In June, Echo announced it had received ISO certifications for several of its technology-enabled transportation management services. The International Organization for Standardization (ISO) awarded Echo ISO 9001:2015, ISO 13485:2016 and ISO 14001:2015 certifications for its quality management system, medical device quality management system and environmental management system — something the company said is unique in the 3PL sector.
Waggoner said the certifications are important for a number of reasons.
“Going through the ISO process has a lot of rigor to it and a lot of discipline. We run our company [that way],” Waggoner said. “In the first case in medical devices with ISO 13485, as you can imagine with medical devices and regulations, there are certain customers out there that want partners that are ISO compliant.”

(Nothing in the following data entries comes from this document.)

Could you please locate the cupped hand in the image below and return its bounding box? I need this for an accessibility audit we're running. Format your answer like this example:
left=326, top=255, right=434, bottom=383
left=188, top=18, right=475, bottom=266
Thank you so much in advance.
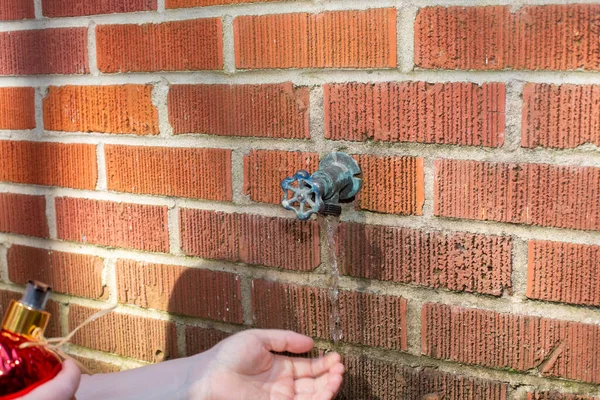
left=187, top=329, right=344, bottom=400
left=22, top=358, right=81, bottom=400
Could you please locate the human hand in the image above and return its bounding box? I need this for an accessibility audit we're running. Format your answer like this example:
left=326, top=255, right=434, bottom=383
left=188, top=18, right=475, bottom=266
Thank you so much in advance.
left=186, top=329, right=344, bottom=400
left=22, top=358, right=81, bottom=400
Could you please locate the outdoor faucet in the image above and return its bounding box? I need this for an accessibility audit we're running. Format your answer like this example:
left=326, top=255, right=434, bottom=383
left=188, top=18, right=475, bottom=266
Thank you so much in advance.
left=281, top=152, right=362, bottom=220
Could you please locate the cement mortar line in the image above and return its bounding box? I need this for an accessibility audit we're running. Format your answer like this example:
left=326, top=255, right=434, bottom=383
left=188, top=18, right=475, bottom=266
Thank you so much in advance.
left=0, top=246, right=8, bottom=284
left=65, top=344, right=148, bottom=370
left=95, top=143, right=107, bottom=191
left=396, top=5, right=417, bottom=73
left=45, top=194, right=58, bottom=239
left=4, top=69, right=600, bottom=86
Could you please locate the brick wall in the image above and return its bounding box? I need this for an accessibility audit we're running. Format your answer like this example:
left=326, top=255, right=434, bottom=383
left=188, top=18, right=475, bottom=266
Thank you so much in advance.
left=0, top=1, right=599, bottom=398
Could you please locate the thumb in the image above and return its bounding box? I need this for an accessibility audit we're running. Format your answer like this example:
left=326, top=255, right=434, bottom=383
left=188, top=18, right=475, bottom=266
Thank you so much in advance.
left=248, top=329, right=315, bottom=354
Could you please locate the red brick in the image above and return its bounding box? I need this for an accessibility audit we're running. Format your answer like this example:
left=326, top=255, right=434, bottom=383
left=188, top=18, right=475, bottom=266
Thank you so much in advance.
left=422, top=303, right=600, bottom=384
left=116, top=260, right=242, bottom=323
left=167, top=0, right=278, bottom=8
left=234, top=9, right=397, bottom=69
left=527, top=240, right=600, bottom=307
left=43, top=85, right=158, bottom=135
left=415, top=5, right=600, bottom=71
left=69, top=304, right=177, bottom=362
left=180, top=210, right=319, bottom=271
left=105, top=146, right=232, bottom=201
left=185, top=327, right=230, bottom=356
left=96, top=19, right=222, bottom=73
left=69, top=355, right=120, bottom=374
left=42, top=0, right=156, bottom=17
left=341, top=354, right=509, bottom=400
left=434, top=160, right=600, bottom=231
left=338, top=223, right=512, bottom=296
left=168, top=83, right=309, bottom=138
left=522, top=84, right=600, bottom=149
left=354, top=155, right=424, bottom=215
left=0, top=290, right=60, bottom=337
left=7, top=245, right=105, bottom=299
left=528, top=393, right=599, bottom=400
left=325, top=82, right=505, bottom=147
left=0, top=87, right=35, bottom=130
left=244, top=150, right=318, bottom=204
left=0, top=0, right=34, bottom=20
left=0, top=193, right=48, bottom=238
left=0, top=141, right=97, bottom=189
left=252, top=280, right=407, bottom=350
left=0, top=28, right=88, bottom=75
left=55, top=198, right=169, bottom=252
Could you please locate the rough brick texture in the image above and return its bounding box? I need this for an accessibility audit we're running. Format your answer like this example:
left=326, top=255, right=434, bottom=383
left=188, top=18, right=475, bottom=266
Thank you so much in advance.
left=7, top=245, right=105, bottom=299
left=337, top=222, right=512, bottom=296
left=70, top=355, right=120, bottom=374
left=234, top=9, right=397, bottom=69
left=434, top=160, right=600, bottom=231
left=180, top=210, right=319, bottom=271
left=42, top=0, right=156, bottom=17
left=55, top=198, right=169, bottom=252
left=415, top=5, right=600, bottom=71
left=354, top=155, right=424, bottom=215
left=522, top=84, right=600, bottom=149
left=0, top=0, right=34, bottom=20
left=527, top=240, right=600, bottom=307
left=0, top=87, right=35, bottom=130
left=0, top=141, right=97, bottom=189
left=244, top=150, right=319, bottom=204
left=0, top=28, right=88, bottom=75
left=116, top=260, right=242, bottom=323
left=96, top=19, right=223, bottom=73
left=105, top=146, right=232, bottom=201
left=325, top=82, right=505, bottom=147
left=528, top=393, right=599, bottom=400
left=0, top=193, right=48, bottom=238
left=69, top=304, right=177, bottom=362
left=252, top=280, right=407, bottom=350
left=340, top=355, right=509, bottom=400
left=185, top=327, right=230, bottom=356
left=43, top=85, right=158, bottom=135
left=168, top=83, right=309, bottom=138
left=167, top=0, right=278, bottom=8
left=422, top=303, right=600, bottom=384
left=0, top=290, right=60, bottom=337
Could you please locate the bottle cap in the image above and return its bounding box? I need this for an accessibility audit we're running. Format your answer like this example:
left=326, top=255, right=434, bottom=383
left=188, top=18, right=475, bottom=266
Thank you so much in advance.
left=20, top=280, right=52, bottom=311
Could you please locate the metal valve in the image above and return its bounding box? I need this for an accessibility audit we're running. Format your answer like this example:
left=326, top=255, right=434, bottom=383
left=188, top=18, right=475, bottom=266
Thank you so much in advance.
left=281, top=152, right=362, bottom=221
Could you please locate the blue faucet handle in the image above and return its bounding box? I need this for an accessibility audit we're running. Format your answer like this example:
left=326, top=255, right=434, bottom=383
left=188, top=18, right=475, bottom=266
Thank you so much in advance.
left=281, top=170, right=324, bottom=221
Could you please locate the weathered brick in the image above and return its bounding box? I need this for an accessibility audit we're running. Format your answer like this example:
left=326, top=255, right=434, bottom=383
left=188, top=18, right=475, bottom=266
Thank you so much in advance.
left=42, top=0, right=156, bottom=17
left=415, top=5, right=600, bottom=71
left=354, top=155, right=424, bottom=215
left=116, top=260, right=242, bottom=323
left=0, top=87, right=35, bottom=130
left=0, top=0, right=34, bottom=20
left=422, top=303, right=600, bottom=384
left=180, top=210, right=319, bottom=271
left=341, top=354, right=509, bottom=400
left=527, top=240, right=600, bottom=307
left=96, top=19, right=222, bottom=73
left=434, top=160, right=600, bottom=231
left=325, top=82, right=505, bottom=147
left=69, top=304, right=177, bottom=362
left=0, top=193, right=48, bottom=238
left=234, top=9, right=397, bottom=69
left=252, top=280, right=407, bottom=350
left=69, top=355, right=120, bottom=374
left=338, top=223, right=512, bottom=296
left=0, top=141, right=97, bottom=189
left=55, top=198, right=169, bottom=252
left=0, top=28, right=88, bottom=75
left=7, top=245, right=105, bottom=299
left=244, top=150, right=319, bottom=204
left=0, top=290, right=60, bottom=337
left=522, top=84, right=600, bottom=149
left=528, top=393, right=599, bottom=400
left=168, top=83, right=309, bottom=138
left=105, top=146, right=232, bottom=201
left=167, top=0, right=279, bottom=8
left=185, top=327, right=230, bottom=356
left=43, top=85, right=158, bottom=135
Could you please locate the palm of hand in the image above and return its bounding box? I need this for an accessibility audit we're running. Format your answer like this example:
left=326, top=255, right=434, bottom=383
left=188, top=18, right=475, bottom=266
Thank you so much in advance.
left=188, top=330, right=344, bottom=400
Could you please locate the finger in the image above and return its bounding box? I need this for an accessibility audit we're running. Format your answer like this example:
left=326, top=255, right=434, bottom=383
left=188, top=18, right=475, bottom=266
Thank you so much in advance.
left=248, top=329, right=314, bottom=354
left=294, top=364, right=344, bottom=395
left=289, top=352, right=342, bottom=379
left=23, top=358, right=81, bottom=400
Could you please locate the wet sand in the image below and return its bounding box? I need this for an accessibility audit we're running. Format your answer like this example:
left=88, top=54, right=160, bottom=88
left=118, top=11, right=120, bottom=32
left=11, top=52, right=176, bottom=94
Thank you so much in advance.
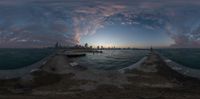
left=1, top=51, right=200, bottom=99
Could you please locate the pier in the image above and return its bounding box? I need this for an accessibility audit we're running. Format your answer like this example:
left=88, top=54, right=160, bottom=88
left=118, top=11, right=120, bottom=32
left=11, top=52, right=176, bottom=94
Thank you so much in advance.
left=0, top=51, right=200, bottom=99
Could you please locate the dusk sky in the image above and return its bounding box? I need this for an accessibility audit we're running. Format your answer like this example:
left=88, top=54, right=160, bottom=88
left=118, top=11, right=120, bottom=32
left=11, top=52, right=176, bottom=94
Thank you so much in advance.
left=0, top=0, right=200, bottom=48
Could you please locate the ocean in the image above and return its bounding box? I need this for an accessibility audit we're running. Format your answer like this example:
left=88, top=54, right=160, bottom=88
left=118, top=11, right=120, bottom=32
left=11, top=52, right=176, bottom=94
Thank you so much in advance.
left=157, top=49, right=200, bottom=69
left=0, top=48, right=54, bottom=70
left=0, top=48, right=199, bottom=71
left=72, top=50, right=149, bottom=70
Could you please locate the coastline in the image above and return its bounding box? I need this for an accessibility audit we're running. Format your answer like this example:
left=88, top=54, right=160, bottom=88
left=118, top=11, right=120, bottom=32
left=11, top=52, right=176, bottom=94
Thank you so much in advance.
left=118, top=56, right=147, bottom=73
left=0, top=52, right=56, bottom=79
left=163, top=56, right=200, bottom=79
left=1, top=50, right=200, bottom=98
left=156, top=52, right=200, bottom=79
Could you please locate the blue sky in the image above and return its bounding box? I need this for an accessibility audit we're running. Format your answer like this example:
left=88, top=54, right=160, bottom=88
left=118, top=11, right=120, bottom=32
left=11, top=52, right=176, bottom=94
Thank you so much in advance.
left=80, top=25, right=174, bottom=48
left=0, top=0, right=199, bottom=48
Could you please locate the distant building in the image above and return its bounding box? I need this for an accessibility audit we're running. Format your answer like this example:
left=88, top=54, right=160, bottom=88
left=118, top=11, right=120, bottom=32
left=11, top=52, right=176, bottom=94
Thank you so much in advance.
left=55, top=42, right=61, bottom=48
left=97, top=46, right=100, bottom=50
left=85, top=43, right=88, bottom=48
left=150, top=46, right=153, bottom=52
left=89, top=46, right=93, bottom=49
left=74, top=44, right=84, bottom=48
left=101, top=46, right=104, bottom=49
left=55, top=42, right=59, bottom=48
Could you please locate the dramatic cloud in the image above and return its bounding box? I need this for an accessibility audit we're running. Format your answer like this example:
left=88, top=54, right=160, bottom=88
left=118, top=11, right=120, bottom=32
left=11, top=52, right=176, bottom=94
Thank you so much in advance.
left=0, top=0, right=200, bottom=48
left=72, top=4, right=126, bottom=43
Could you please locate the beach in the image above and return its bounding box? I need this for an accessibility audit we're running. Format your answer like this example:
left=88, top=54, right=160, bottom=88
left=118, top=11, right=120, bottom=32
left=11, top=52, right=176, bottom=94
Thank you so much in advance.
left=0, top=50, right=200, bottom=99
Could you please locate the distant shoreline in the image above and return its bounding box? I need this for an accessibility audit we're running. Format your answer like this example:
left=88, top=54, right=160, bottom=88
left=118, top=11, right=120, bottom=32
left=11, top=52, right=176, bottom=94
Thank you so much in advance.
left=1, top=50, right=200, bottom=98
left=0, top=49, right=199, bottom=80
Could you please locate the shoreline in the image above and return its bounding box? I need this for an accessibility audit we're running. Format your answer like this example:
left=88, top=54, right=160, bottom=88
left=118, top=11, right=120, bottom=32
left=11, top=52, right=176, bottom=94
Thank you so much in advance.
left=0, top=53, right=56, bottom=79
left=1, top=51, right=200, bottom=98
left=155, top=52, right=200, bottom=79
left=1, top=50, right=200, bottom=80
left=119, top=56, right=147, bottom=73
left=0, top=50, right=199, bottom=80
left=163, top=56, right=200, bottom=79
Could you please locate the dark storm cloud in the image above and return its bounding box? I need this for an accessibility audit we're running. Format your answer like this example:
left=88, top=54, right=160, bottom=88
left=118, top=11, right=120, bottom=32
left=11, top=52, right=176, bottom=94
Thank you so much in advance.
left=0, top=0, right=200, bottom=48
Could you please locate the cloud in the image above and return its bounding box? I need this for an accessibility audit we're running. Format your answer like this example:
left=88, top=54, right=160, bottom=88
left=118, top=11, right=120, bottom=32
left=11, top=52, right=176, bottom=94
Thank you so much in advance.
left=0, top=3, right=78, bottom=48
left=71, top=4, right=126, bottom=43
left=0, top=0, right=200, bottom=48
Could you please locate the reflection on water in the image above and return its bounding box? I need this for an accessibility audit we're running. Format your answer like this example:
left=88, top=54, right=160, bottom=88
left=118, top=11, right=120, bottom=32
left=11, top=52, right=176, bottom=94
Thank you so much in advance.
left=72, top=50, right=149, bottom=70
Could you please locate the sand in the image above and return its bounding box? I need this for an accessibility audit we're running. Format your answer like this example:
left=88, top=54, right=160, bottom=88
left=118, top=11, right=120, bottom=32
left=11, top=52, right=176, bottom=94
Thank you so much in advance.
left=1, top=50, right=200, bottom=99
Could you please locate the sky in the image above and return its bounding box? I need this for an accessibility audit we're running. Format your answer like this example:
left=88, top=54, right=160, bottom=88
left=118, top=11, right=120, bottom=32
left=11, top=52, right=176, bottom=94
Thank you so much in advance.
left=0, top=0, right=200, bottom=48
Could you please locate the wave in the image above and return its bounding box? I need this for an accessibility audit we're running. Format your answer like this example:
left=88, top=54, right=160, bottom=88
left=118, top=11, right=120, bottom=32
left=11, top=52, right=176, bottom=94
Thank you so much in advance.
left=161, top=56, right=200, bottom=79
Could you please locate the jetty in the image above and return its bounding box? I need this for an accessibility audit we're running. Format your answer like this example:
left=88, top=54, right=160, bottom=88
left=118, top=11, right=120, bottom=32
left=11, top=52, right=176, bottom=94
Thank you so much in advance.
left=66, top=53, right=86, bottom=57
left=0, top=51, right=200, bottom=99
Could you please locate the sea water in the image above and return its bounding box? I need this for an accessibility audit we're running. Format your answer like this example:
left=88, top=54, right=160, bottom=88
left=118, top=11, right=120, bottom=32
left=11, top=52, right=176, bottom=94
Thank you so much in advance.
left=72, top=50, right=149, bottom=70
left=0, top=48, right=53, bottom=70
left=157, top=49, right=200, bottom=69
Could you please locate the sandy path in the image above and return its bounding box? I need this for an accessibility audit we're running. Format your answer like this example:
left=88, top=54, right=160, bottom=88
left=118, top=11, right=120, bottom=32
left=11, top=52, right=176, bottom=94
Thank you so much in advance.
left=42, top=54, right=72, bottom=74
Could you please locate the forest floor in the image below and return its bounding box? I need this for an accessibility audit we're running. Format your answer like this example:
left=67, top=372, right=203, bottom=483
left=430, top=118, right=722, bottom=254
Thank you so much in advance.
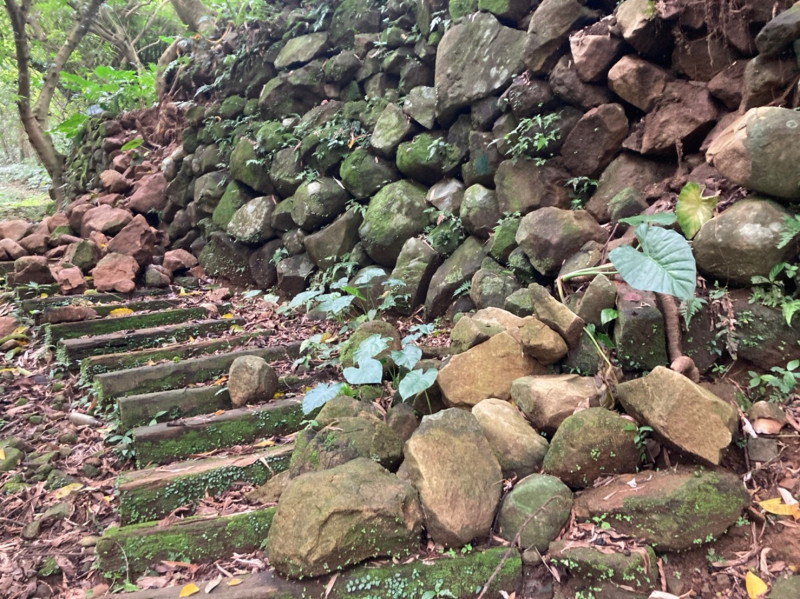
left=0, top=164, right=54, bottom=222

Echo’s certification in the ISO 9001:2015 standard confirms the company has the quality management system in place to consistently provide services that meet client needs and regulatory requirements while also continuously working to enhance performance. Through its certification in ISO 13485:2016, a widely used standard for quality management in the medical device industry, Echo is verified as a company that abides by required regulations and demonstrates a commitment to maintaining the safety and quality of medical devices. In regard to its environmental management system, Echo is certified in the ISO 14001:2015 standard, which indicates that the company is successfully managing its environmental responsibilities to achieve its objectives, meet compliance requirements, and continuously improve its environmental practices.
In order to achieve certifications, Echo had to demonstrate its processes and procedures around quality assurance, customer care protocols, complaint resolution standards, and root cause analysis frameworks. Part of this work involved defining performance metrics and creating an integrated quality manual that provides an overview of the key elements of the company’s integrated management system.
Waggoner was particularly pleased with the time frame to achieve the certifications. Normally it takes 18-24 months to get through the entire process, but Echo was able to achieve certifications in about nine months “because that’s how we run our business,” Waggoner said.
“For certain customers, it’s a requirement for doing business with them,” he added. “A lot of medical device and pharmaceutical companies are very rigorous … and part of the process is transportation and the transportation component. … We have a quality culture and as overachievers like to check the box, so it was a box we wanted to check, and we had some opportunities with customers [as well].”